Network meta-analysis (NMA) is an extension of pairwise meta-analysis that synthesizes evidence on multiple interventions. An important advantage of NMA is that it provides the ranking of all evaluated interventions for a specific outcome. To date, all ranking approaches are based solely on the NMA relative effects. However, a range of characteristics may influence the choice of the most appropriate interventions in practice. For example, the credibility of the evidence is often limited for some comparisons, or important prior knowledge about treatment performance is available from clinical experience.
To present a new approach for treatment ranking that combines the relative effects and other characteristics affecting the treatment choice in clinical practice.
We used methodology from social networks and we adapted the way that websites are ranked in search engine results into treatment networks. Our starting point was a matrix containing the probability that treatment X performs better than Y for each pair of treatments (X and Y) for the studied outcome. To develop the new ranking approach we used two key components:
1) a ‘preference vector’ (P) containing the probability of selecting a treatment if they were all equally effective; and
2) a ‘weighting factor’ (w) defining the weight of relative effects and clinical preference in ranking estimation.

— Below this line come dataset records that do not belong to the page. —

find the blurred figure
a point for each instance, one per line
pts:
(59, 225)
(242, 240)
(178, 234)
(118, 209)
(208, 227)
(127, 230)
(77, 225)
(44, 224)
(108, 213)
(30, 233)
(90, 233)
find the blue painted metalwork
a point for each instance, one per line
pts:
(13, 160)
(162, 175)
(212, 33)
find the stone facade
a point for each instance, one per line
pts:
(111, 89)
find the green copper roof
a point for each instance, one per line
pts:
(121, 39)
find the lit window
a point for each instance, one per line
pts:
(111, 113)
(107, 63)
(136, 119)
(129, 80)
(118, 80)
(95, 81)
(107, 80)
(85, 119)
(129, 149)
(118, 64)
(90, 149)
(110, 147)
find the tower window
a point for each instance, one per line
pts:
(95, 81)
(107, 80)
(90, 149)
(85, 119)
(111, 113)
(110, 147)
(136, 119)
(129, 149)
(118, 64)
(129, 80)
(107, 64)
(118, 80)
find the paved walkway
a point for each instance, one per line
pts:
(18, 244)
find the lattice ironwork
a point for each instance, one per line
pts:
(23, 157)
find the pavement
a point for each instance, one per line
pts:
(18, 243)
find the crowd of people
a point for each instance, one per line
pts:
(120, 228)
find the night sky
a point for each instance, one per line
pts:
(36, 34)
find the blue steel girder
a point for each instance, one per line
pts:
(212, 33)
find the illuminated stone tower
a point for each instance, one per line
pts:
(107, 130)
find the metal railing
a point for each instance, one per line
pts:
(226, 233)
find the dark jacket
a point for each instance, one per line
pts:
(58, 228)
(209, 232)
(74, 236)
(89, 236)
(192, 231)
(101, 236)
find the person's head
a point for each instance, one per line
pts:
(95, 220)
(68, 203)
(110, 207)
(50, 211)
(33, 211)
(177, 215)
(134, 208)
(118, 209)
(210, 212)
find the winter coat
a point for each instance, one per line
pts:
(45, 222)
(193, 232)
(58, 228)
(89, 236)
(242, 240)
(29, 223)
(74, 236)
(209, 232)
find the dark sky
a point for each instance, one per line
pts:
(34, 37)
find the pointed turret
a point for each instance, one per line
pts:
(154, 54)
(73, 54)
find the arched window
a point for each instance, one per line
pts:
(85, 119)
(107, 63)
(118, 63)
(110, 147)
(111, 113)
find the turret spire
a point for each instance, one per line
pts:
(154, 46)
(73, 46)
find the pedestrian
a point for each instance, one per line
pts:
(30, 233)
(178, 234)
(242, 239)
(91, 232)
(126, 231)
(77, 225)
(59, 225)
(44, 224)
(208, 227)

We will illustrate our method using exemplar NMAs with different preference criteria. We focussed on a Cochrane NMA comparing the effectiveness of 20 drugs for chronic plaque psoriasis. We defined P based on the data availability for each drug, the credibility of the evidence for every comparison and study characteristics related to the generalizability of findings. Figure 1 shows how the rankings change depending on the weight of the relative effects in ranking estimation. Ixekizumab appears to be always the most effective drug while important changes in ranking occur after w is smaller than 65%.
The usefulness of conventional ranking approaches can be questionable under several settings. A treatment ranking that accounts for the potential limitations of the data and incorporates information on top of the relative effects is an important tool to decision makers.
Patient or healthcare consumer involvement:
Patients or healthcare consumers have not been involved.